そのヒントは『気にしない練習: 不安・怒り・煩悩を「放念」するヒント』にありました。この本の著者、密蔵院の名取和尚は意識的に「損得」と口にしないようにしたのだとか。たとえば一番損得が強くあらわれる買い物に関しては、「A店で買うのは損だ」の代わりに「A店で買うとお金がもったいない」と言うことにしたそうです。すると「損した」と思わなくなったと言います。
ほかにも損得を考えない買い物といえば、地元の商店街でしかものを買わないという人の話を聞いたことがあります。日ごろお世話になっている地域のお店だから、多少ほかの店より高くても感謝の気持ちで買うというのです。これも損得で測れない生き方かもしれません。

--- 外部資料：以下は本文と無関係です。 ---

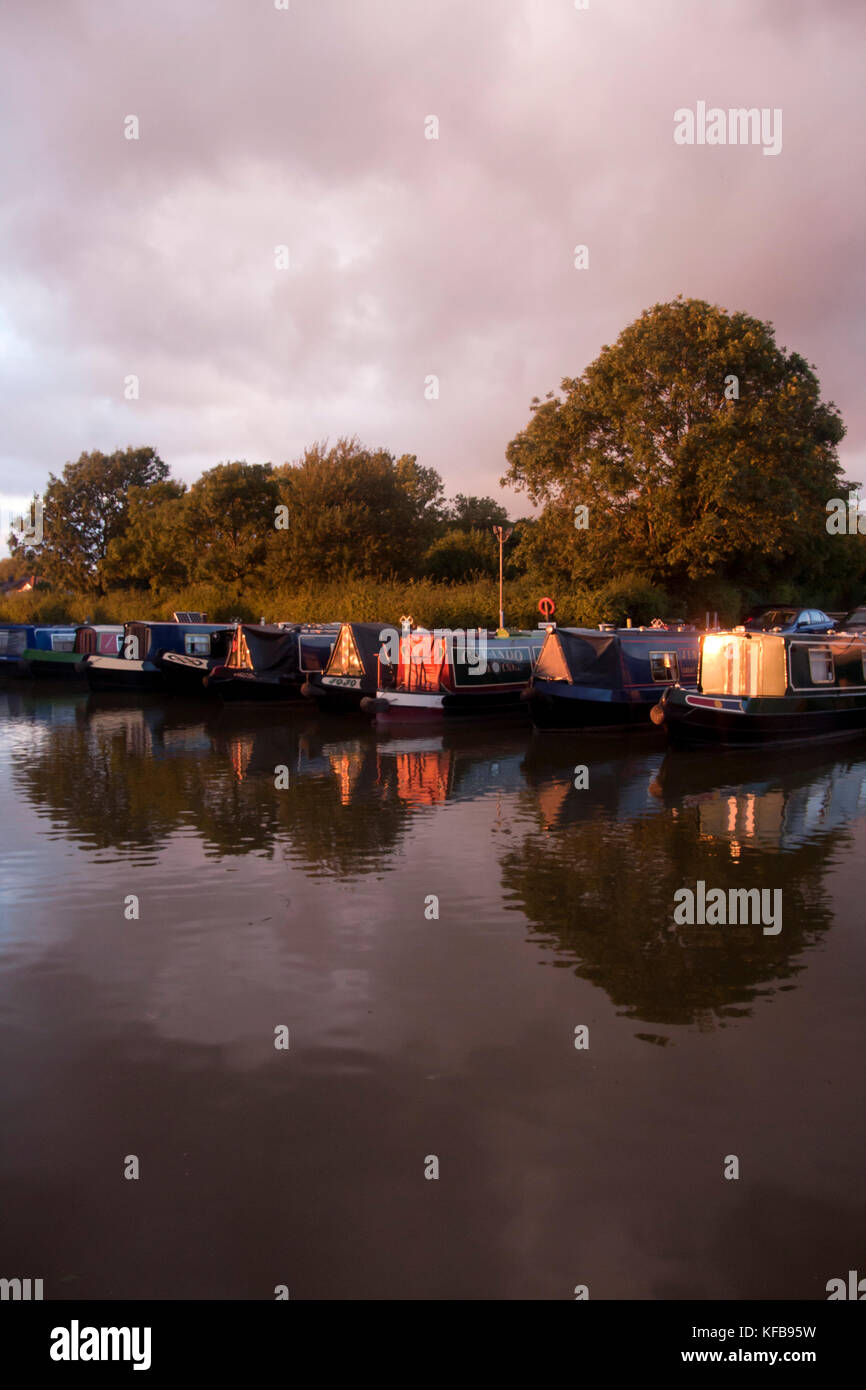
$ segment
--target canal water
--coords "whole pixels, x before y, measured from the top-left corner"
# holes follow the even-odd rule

自分のしたこと以上に他人に助けられている名取和尚はこういいます。
自分がしたことの裏側にはどれほど多くの人の助けがあったことかを考えるべきでしょう。
(『気にしない練習: 不安・怒り・煩悩を「放念」するヒント 』P159より引用)
だれかが作った道を歩き、だれかがキレイにしてくれた水を飲み、仕事でも周りの人の助けがなければ、ふつうに生活することすらできないはず。
今日一日をとって見ても、自分がやったことより、やってもらったことのほうが圧倒的に多いのだということを思えば、細かい損得を考えるなんて意味のないことだと思えてきます。